Вот это – оплеушина. Выходит, ни капли не доверяет самовластец, хотя и вручает судьбу южных украин ему, князю, в руки. Так и подмывало бросить резкое в лицо самовластца, но, усилием воли сдавив гордость, ответил почти спокойно:
– Как повелишь, государь. Одно прошу: с верными людьми моими, особенно крымскими, сноситься не запрещай. Твои послы тебе весть дают, мои доброхоты – мне. Худо ли? Под двумя оками держать врага разве ущербно для отечества? Подарки же им от своей казны слать стану.

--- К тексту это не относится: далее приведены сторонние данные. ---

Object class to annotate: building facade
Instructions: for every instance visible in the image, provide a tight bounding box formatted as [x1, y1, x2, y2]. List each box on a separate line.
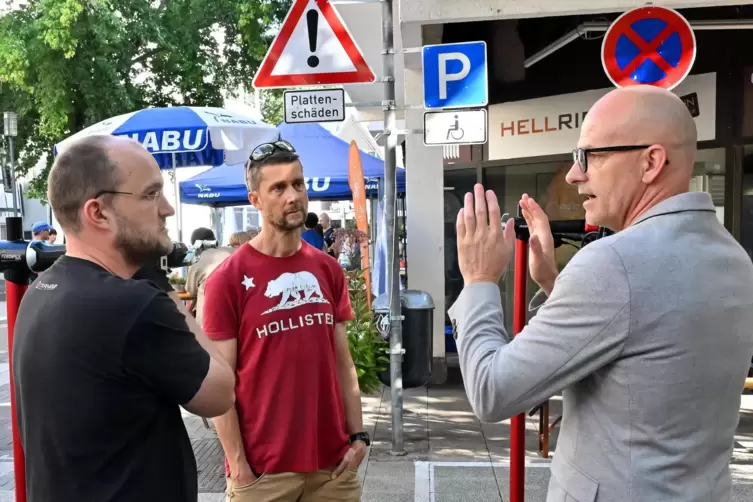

– Сносись. Но ни с королем, ни с ханом, ни с султаном. Помни это! Доходному приказу повелю, чтоб тоже не сторонился от подарков.
Что и говорить, огорчило князя Воротынского недоверие государево. Очень огорчило. И все же домой он ехал в приподнятом настроении. Спешил успокоить княгиню, которая, он знал это, извелась вся, его ожидаючи. Послал он и за братом, чтобы поспешил тот в гости на пир радостный.
Однако князь Владимир не очень-то обрадовался, послушав брата. В требовании самовластца писать клятвенную грамоту он увидел не только обиду, но и грозное предупреждение.
– Может, довольно потакать дьявольскому самодурству скомороха?! Сплотим бояр и встанем стеной за Владимира Андреевича. Полк царев пойдет со мной. Обидел крепко детей боярских царь, окружив себя дворянчиками скороспелыми.
– Не гож твой совет, брат. Не гож. Мы присягнули государю Ивану Васильевичу…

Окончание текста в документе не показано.